Vue d'une attaque française à Craonne en 1917, dans le secteur du village de Corbeny. L'agrandissement montre trois vues successives de cette attaque à quelques secondes d'intervalle.  Photographies publiées par l?hebdomadaire français Le Miroir le 10 juin 1917, gallica, BnF Paris.

Scepticisme

Le 12 décembre 1916, le général Joseph Joffre, disqualifié par ses échecs de 1915 et 1916 en Artois, en Champagne et sur la Somme, a dû renoncer à commander les armées françaises.

Il a choisi pour le remplacer un général de second rang qui s'est illustré à Verdun, Robert Nivelle, de préférence à d'autres généraux plus talentueux mais moins accommodants : Foch, Pétain ou Castelnau.

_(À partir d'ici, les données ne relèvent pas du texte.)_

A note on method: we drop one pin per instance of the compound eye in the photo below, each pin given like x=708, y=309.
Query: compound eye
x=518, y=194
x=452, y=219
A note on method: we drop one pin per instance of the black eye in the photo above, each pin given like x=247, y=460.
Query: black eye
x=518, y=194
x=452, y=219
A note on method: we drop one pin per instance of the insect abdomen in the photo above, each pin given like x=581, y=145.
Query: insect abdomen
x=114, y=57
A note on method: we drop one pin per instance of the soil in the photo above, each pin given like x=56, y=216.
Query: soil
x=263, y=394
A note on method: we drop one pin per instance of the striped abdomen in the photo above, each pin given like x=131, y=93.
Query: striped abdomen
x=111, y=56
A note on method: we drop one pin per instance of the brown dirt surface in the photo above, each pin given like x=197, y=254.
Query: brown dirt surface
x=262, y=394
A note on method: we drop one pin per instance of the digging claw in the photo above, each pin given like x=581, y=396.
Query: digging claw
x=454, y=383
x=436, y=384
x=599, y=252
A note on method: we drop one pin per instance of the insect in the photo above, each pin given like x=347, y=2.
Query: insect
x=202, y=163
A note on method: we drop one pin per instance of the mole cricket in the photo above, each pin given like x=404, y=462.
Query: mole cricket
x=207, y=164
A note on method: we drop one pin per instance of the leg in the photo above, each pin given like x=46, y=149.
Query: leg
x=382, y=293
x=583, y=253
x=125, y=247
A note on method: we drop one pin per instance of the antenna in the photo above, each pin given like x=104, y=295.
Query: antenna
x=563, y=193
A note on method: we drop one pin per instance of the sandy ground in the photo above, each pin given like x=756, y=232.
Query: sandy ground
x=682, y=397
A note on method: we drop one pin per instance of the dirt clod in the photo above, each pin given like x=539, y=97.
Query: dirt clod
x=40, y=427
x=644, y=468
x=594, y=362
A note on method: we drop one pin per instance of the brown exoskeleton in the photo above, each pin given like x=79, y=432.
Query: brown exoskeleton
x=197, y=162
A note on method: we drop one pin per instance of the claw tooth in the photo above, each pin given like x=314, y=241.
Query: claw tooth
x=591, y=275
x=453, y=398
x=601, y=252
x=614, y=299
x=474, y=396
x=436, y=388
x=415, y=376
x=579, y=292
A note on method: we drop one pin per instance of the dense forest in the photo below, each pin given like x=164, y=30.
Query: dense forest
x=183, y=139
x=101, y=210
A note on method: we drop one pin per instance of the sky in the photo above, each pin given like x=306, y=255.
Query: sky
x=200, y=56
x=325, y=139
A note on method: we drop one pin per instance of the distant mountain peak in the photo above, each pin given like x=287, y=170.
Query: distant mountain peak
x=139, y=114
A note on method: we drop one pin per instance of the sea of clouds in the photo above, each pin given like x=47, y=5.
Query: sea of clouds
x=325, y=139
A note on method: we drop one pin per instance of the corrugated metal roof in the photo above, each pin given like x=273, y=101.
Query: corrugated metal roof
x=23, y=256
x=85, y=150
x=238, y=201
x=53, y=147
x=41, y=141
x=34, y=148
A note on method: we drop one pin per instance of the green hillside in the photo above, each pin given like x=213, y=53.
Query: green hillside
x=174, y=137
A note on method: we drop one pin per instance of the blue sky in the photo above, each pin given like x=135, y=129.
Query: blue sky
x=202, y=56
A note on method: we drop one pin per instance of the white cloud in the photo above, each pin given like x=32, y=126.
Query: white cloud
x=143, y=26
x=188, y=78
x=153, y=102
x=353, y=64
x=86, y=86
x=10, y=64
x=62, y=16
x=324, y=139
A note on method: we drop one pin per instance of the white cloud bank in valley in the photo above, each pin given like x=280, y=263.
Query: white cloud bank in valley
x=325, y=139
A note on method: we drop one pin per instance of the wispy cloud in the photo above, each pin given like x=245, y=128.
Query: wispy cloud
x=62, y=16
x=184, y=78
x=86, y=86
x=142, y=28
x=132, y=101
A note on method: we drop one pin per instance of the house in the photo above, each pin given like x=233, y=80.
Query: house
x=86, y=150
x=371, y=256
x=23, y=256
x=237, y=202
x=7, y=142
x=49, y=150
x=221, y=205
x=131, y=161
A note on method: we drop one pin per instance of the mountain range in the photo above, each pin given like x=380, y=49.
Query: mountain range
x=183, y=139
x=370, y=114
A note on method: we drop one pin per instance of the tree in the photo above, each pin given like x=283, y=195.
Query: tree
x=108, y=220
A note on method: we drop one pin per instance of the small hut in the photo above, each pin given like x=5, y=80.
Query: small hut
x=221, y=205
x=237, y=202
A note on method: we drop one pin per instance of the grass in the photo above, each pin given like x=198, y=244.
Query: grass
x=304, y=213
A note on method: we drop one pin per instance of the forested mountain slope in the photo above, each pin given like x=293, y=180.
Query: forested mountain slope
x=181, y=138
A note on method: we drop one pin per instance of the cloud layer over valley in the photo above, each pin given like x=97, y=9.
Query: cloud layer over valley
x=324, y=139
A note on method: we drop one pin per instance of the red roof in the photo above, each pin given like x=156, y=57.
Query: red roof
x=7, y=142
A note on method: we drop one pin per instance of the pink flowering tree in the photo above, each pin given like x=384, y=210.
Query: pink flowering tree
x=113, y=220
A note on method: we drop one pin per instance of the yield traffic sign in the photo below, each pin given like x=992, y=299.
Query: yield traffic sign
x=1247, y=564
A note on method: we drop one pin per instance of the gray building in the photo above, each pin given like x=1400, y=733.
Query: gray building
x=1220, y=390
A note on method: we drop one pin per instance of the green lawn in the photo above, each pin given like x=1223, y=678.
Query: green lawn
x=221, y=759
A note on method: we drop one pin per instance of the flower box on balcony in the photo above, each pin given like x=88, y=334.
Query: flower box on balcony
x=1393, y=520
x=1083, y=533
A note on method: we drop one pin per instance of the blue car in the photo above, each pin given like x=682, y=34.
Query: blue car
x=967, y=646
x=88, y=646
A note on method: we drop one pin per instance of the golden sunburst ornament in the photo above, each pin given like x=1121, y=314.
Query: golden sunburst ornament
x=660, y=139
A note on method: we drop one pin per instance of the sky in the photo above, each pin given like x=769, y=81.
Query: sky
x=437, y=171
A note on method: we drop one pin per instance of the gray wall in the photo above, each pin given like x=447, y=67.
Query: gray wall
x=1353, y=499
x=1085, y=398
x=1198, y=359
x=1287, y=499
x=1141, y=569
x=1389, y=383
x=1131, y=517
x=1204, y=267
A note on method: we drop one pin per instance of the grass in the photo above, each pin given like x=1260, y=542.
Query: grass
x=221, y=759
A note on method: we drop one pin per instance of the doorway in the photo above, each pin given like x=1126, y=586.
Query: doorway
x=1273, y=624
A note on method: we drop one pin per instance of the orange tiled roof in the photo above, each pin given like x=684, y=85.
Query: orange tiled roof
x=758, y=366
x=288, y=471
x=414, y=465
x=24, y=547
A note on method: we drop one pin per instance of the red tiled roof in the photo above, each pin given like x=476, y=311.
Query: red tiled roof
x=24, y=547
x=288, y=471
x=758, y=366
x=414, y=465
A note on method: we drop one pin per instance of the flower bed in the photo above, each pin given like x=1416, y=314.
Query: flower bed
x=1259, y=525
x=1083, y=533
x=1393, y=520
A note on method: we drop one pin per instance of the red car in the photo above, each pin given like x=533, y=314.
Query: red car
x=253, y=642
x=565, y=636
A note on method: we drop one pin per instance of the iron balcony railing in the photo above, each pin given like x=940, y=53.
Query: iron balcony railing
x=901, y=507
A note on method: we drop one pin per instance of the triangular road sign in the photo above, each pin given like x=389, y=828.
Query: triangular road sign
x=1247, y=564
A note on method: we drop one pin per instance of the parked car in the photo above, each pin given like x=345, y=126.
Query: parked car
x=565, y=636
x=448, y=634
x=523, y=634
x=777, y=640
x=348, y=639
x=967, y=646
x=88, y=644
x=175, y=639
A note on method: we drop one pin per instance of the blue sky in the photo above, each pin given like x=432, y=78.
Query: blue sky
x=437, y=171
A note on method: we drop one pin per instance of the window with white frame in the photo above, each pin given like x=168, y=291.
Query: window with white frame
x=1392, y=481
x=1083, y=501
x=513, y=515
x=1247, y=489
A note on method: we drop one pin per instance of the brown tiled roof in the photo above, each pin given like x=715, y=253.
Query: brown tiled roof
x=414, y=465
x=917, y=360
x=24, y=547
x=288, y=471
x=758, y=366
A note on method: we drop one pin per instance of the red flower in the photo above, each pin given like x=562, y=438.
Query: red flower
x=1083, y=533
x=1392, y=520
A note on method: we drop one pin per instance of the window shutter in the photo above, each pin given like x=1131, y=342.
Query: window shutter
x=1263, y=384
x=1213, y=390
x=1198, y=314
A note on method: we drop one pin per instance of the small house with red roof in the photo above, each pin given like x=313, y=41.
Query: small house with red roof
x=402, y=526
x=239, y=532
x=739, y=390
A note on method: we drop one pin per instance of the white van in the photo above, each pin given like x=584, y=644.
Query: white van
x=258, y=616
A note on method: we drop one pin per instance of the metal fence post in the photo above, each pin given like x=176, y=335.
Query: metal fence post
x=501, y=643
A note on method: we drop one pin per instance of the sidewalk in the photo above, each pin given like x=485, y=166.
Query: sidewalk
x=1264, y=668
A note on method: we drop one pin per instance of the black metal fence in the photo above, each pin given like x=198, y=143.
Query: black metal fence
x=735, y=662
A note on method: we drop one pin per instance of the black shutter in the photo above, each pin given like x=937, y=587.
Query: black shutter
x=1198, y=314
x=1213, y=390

Le général Nivelle à la Une du journal Le Miroir, n°157, 26 novembre 1916, gallica, BnF, Paris.Dès la conférence interalliée de Chantilly, le 16 novembre 1916, Nivelle préconise de lancer une grande offensive sur tous les fronts en appliquant la méthode qui lui a réussi à Verdun, le mois précédent, lorsqu'il a repris les forts de Vaux et de Douaumont aux Allemands : un assaut hardi après une très courte préparation d'artillerie !

Il obtient l'assentiment du commandant en chef britannique Douglas Haig qui, notons-le, s'est acquis le surnom de « boucher de la Somme ».

Mais l'hiver rigoureux, avec des températures de -20°C, retarde le projet et, surtout, la Révolution de Février, en Russie, désorganise le front russe.

Le ministre de la Guerre, le général Hubert Lyautey, sceptique sur les chances de cette offensive tous azimuts, démissionne le 17 mars 1917 sans donner d'explication. Il est remplacé au ministère par Paul Painlevé. Philippe Pétain, auréolé par ses succès de l'année précédente à Verdun, ne craint pas quant à lui de faire part de son hostilité au projet à qui de droit.

Il n'empêche que, le 6 avril, un conseil de guerre présidé par Raymond Poincaré donne raison au commandant en chef. Ils sont confortés dans leur décision par l'annonce, le même jour, de l'entrée en guerre des États-Unis. Britanniques et Français engagent l'offensive dans les jours qui suivent dans les pires conditions qui soient.

Tandis que les Britanniques entreprennent de desserrer l'étreinte allemande sur Arras, le 9 avril, les Français, une semaine plus tard, lancent une offensive massive entre la Somme et l'Oise avec trente divisions sur un front de 70 kilomètres. 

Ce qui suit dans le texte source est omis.